Presence in terms of not pushing away fragments of him that surface from time to time. Like this morning. Waking up and seeming to hear his voice. It made me sad, but it also made me smile as I forced myself to get out of bed and make the first bitter cup of espresso. Good morning. I remember the sound of his voice. Good.



Grief becomes part of the living’s understanding of who he or she is after the death of the loved one. Like love, it does not come to a full stop when the loved one stops breathing. Don’t we continue to miss the things we have lost after we lose them? I lost an umbrella in 2011 that I had owned and used since I was 18 and I still think of it sometimes.


(An umbrella, Wei! Get a grip! – Actually . . . I lie when I say that I think of it sometimes. I think of it very, very often.)



The last date in the journal started on October 7:  November 12, same year, 2012. That was the day after what would have been Boon’s 35th birthday if he had still been alive on November 11, 2012. On the bus to work today I re-read what I wrote yesterday and I had to get the tissue out. Grief kicks and whelms me.


As long as we love, we continue to grieve. Because of love, we cherish our grief, we take care of it, we allow it to take its rightful place in our hearts. It can reside there, truthfully, legitimately, with a name.



The presence of absence can also refer to that less than clear-cut divide between the living and the dead at the earlier stages of mourning. The living may continue to discover things about the dead, and their relationship may seem to the living to continue to evolve because of the newly attained knowledge about the dead person. “Why didn’t you tell me …” “I had no idea she was good at …” New sides of the person are uncovered, and even though the person is no longer around, the living grow in their understanding of the dead. New insight nurtures the relationship, adding new layers to it, albeit unilaterally.

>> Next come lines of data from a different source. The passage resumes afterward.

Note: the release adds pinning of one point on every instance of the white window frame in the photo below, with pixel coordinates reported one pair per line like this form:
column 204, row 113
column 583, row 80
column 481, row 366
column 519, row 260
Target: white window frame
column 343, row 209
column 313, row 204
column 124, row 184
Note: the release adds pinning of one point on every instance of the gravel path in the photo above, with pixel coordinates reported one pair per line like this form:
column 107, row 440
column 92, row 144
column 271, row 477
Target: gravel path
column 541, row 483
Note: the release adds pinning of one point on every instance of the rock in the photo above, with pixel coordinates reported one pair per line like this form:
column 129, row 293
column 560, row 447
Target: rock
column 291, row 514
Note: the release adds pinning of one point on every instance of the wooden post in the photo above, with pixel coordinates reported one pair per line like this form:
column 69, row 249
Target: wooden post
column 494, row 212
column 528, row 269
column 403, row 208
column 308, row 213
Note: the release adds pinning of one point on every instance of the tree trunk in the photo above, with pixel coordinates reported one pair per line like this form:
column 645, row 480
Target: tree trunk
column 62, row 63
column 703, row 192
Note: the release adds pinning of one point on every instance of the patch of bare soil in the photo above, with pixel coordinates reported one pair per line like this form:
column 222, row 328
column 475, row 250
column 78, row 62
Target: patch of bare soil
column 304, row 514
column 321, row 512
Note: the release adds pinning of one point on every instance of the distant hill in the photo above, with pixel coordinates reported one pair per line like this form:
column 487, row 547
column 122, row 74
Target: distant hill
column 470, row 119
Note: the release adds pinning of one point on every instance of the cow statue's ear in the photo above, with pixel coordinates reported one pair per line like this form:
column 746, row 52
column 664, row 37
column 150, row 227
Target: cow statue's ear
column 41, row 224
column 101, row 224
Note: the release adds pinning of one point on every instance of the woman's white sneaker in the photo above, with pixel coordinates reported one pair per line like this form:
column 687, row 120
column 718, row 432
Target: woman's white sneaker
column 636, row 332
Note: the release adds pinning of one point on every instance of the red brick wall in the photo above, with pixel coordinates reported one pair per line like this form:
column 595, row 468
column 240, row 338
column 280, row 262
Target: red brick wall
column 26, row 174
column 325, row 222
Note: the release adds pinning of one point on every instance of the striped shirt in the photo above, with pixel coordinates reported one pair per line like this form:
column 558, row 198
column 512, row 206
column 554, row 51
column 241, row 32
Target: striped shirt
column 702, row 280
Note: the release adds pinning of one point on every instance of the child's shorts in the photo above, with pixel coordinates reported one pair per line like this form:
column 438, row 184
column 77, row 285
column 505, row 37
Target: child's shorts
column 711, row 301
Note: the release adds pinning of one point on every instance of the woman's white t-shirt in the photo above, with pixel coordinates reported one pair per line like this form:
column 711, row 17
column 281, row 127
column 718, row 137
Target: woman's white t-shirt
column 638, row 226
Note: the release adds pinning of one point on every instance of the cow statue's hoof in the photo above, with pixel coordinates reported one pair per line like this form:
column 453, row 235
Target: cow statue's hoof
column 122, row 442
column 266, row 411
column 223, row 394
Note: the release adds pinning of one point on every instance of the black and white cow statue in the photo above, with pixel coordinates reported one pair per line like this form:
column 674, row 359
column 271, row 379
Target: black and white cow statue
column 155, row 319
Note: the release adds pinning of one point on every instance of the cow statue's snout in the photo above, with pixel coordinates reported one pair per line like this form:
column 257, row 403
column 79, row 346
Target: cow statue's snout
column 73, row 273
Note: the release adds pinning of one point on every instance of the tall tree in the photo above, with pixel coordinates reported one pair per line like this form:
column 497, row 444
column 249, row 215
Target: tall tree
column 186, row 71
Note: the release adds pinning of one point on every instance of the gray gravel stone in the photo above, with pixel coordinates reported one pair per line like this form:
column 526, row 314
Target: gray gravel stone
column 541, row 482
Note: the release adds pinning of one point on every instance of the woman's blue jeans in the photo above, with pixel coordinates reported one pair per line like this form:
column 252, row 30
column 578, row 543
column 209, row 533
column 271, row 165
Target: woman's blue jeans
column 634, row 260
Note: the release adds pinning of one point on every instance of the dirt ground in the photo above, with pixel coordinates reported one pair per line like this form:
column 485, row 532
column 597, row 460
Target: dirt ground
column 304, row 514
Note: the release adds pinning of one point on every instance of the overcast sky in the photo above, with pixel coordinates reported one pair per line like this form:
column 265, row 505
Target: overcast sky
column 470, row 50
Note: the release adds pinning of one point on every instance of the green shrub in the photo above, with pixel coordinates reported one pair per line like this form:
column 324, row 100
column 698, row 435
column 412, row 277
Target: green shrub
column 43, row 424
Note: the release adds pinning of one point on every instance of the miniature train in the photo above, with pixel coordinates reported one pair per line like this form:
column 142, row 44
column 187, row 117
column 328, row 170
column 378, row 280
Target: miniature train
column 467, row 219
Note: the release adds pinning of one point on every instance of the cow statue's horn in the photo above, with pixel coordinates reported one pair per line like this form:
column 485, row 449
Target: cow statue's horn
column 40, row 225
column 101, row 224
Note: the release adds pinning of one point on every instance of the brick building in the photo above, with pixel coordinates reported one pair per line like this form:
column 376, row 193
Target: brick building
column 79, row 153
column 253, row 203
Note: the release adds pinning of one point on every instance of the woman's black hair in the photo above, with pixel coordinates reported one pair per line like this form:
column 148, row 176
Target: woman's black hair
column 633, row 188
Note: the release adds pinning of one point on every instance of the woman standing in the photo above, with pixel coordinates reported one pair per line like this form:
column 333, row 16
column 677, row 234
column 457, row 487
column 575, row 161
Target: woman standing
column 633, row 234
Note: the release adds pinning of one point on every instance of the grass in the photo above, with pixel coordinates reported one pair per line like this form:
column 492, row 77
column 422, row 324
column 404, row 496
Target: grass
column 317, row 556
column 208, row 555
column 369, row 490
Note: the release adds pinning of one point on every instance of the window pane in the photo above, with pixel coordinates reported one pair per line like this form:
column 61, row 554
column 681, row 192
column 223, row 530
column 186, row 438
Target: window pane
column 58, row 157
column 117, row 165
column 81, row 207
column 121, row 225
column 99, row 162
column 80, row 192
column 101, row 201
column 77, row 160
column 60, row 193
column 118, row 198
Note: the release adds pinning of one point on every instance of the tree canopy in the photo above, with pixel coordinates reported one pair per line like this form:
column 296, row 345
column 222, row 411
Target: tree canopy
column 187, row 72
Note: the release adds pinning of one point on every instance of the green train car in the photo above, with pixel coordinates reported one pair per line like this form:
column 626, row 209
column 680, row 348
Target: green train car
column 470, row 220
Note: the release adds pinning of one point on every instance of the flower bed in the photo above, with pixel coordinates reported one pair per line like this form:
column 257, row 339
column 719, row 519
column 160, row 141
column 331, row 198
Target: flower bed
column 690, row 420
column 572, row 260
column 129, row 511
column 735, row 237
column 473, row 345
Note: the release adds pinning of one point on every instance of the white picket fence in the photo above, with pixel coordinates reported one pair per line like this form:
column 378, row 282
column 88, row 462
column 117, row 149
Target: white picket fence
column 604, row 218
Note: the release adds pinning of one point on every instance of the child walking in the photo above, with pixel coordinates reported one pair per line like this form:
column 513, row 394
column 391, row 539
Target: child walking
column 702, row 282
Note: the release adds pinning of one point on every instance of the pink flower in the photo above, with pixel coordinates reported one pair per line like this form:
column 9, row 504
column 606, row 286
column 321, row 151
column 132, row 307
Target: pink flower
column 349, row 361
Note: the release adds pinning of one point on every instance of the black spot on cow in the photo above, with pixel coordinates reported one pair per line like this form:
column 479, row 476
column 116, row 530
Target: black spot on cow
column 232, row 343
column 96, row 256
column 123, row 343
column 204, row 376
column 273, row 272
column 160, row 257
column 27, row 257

This is why some people continue to speak to the dead. They speak out loud, as if the person is there. They tell the dead how their day was, what they had for lunch, who they saw at church. It sounds rather theatrical, doesn’t it? Well, I went through it, and when I talked to Boon in this fashion for a few weeks after his death, I did not feel like I was acting. I did not think, oh no, I have truly lost it. No – talking to Boon felt like the most natural thing in the world to be doing. But there also came a time when these one-way conversations stopped. I cannot remember why or how. And the nightly dreams of Boon – after a while, they too stopped. The dream last night was the first one I have had since March.